New Zealand mudsnails have been found in the Chehalis River.
The mudsnails were found by Edward Johannes of Deixis Consultants, and Stephanie Clark with Invertebrate Identification Australasia, along the Blue Slough.
The mudsnails were found at the Washington Department of Natural Resources Blue Slough Access area. The snails were found in mud around a spring at the site. The New Zealand mudsnails were collected during low tide, as the site is inundated with water at high tide.
The New Zealand mud snail was first found in the Snake River in Idaho in 1987. By 1997 there was a population in the Madison River in Yellowstone Park. In some areas they were in densities of up to 750,000 per square yard. In Washington there are established populations in the Columbia River at Young’s Bay and Kalama, in the Snake River near the border in Idaho, and in a number of private waterways on the Long Beach Peninsula. They are now present in Capitol Lake in Olympia.

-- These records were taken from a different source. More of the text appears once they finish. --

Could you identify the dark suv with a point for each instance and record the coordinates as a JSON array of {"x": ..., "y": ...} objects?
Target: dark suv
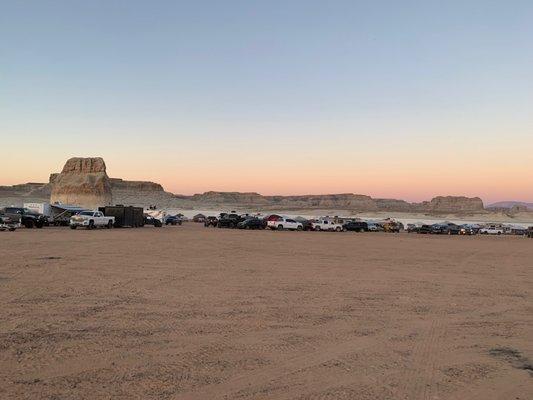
[
  {"x": 357, "y": 226},
  {"x": 173, "y": 220},
  {"x": 251, "y": 223},
  {"x": 229, "y": 220},
  {"x": 27, "y": 217},
  {"x": 211, "y": 221}
]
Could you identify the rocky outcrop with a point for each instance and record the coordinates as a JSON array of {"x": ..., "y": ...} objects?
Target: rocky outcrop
[
  {"x": 451, "y": 205},
  {"x": 341, "y": 201},
  {"x": 84, "y": 182}
]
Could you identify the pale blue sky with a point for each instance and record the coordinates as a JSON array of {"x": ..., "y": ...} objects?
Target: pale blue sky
[{"x": 179, "y": 82}]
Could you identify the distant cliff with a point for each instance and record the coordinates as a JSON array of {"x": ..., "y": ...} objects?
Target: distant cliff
[
  {"x": 343, "y": 201},
  {"x": 84, "y": 181}
]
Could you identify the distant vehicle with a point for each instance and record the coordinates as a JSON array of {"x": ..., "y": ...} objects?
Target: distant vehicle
[
  {"x": 7, "y": 223},
  {"x": 229, "y": 220},
  {"x": 199, "y": 218},
  {"x": 326, "y": 225},
  {"x": 125, "y": 216},
  {"x": 412, "y": 228},
  {"x": 491, "y": 230},
  {"x": 91, "y": 220},
  {"x": 151, "y": 220},
  {"x": 211, "y": 221},
  {"x": 356, "y": 226},
  {"x": 425, "y": 229},
  {"x": 515, "y": 230},
  {"x": 251, "y": 223},
  {"x": 453, "y": 229},
  {"x": 467, "y": 230},
  {"x": 285, "y": 224},
  {"x": 392, "y": 226},
  {"x": 28, "y": 218},
  {"x": 173, "y": 220},
  {"x": 374, "y": 227}
]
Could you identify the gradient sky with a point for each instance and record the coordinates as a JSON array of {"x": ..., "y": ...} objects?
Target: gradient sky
[{"x": 404, "y": 99}]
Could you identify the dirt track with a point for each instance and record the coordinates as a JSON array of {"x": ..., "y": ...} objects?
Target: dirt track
[{"x": 195, "y": 313}]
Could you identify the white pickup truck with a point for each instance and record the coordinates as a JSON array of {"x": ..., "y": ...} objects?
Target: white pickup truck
[
  {"x": 492, "y": 230},
  {"x": 285, "y": 223},
  {"x": 326, "y": 225},
  {"x": 91, "y": 220}
]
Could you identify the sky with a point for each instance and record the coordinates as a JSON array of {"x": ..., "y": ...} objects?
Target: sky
[{"x": 407, "y": 99}]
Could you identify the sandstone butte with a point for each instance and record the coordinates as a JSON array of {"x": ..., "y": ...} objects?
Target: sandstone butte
[{"x": 84, "y": 182}]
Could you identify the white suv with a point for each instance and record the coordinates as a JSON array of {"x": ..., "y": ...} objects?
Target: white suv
[
  {"x": 327, "y": 225},
  {"x": 285, "y": 223},
  {"x": 491, "y": 230}
]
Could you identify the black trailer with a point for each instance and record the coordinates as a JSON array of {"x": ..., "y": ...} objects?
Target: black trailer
[{"x": 125, "y": 216}]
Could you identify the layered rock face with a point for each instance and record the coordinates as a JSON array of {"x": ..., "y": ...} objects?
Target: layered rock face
[
  {"x": 452, "y": 205},
  {"x": 83, "y": 182}
]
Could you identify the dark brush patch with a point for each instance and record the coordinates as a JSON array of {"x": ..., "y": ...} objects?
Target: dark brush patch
[{"x": 514, "y": 357}]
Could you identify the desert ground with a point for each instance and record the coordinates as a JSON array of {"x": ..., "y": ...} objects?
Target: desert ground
[{"x": 200, "y": 313}]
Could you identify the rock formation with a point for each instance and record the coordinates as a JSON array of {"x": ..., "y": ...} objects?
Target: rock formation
[
  {"x": 83, "y": 181},
  {"x": 451, "y": 205}
]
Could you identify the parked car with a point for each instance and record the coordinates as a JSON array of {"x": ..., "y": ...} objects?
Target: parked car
[
  {"x": 467, "y": 230},
  {"x": 211, "y": 221},
  {"x": 199, "y": 218},
  {"x": 453, "y": 229},
  {"x": 326, "y": 225},
  {"x": 7, "y": 223},
  {"x": 425, "y": 229},
  {"x": 374, "y": 227},
  {"x": 285, "y": 223},
  {"x": 229, "y": 220},
  {"x": 491, "y": 230},
  {"x": 356, "y": 226},
  {"x": 392, "y": 226},
  {"x": 151, "y": 220},
  {"x": 251, "y": 223},
  {"x": 412, "y": 228},
  {"x": 91, "y": 220},
  {"x": 28, "y": 218},
  {"x": 173, "y": 220},
  {"x": 307, "y": 224}
]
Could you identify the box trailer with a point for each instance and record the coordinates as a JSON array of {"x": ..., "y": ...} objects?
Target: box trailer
[
  {"x": 125, "y": 216},
  {"x": 40, "y": 208}
]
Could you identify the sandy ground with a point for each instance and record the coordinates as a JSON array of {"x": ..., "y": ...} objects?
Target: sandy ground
[{"x": 195, "y": 313}]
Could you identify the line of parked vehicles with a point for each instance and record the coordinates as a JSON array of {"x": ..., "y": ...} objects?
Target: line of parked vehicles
[
  {"x": 336, "y": 224},
  {"x": 12, "y": 218},
  {"x": 109, "y": 217}
]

The Washington Department of Fish and Wildlife say that New Zealand mudsnails are small (about 1/8 – 1/4 of an inch long when full grown) that have brown or blackish cone-shaped shells with five whorls. They tolerate a broad range of temperature, salinity, and water quality, and have no natural parasites or predators in the United States. Based on a single snail and each offspring in turn reproduces itself, by year two there may be over 52,000 snails, by year three over 12 million snails, and by year four over 2.7 billion snails carpeting the bottom of a river or lake. Preliminary studies indicate that in areas where they have become densely populated they are becoming the dominant invertebrate via displacement and competitive interactions. Large populations may consume up to half of the available food in a stream, starving out insects essential to trout and salmon. A recent study by the U.S. Bureau of Land Management and the Utah State University (Vinson and Baker, 2008) linked these invasive snails to poor condition of trout due to lack of a regular food source and that the snails did not provide sufficient nutritional value when consumed. The snails are very small – between an eighth and a quarter inch in size – and may not be noticed attached to tackle, waders, boats, etc.
Additional samples were taken at the WDFW boat ramp near the SR107 Bridge as well, but no mudsnails were found.
How the species came to the area is not known.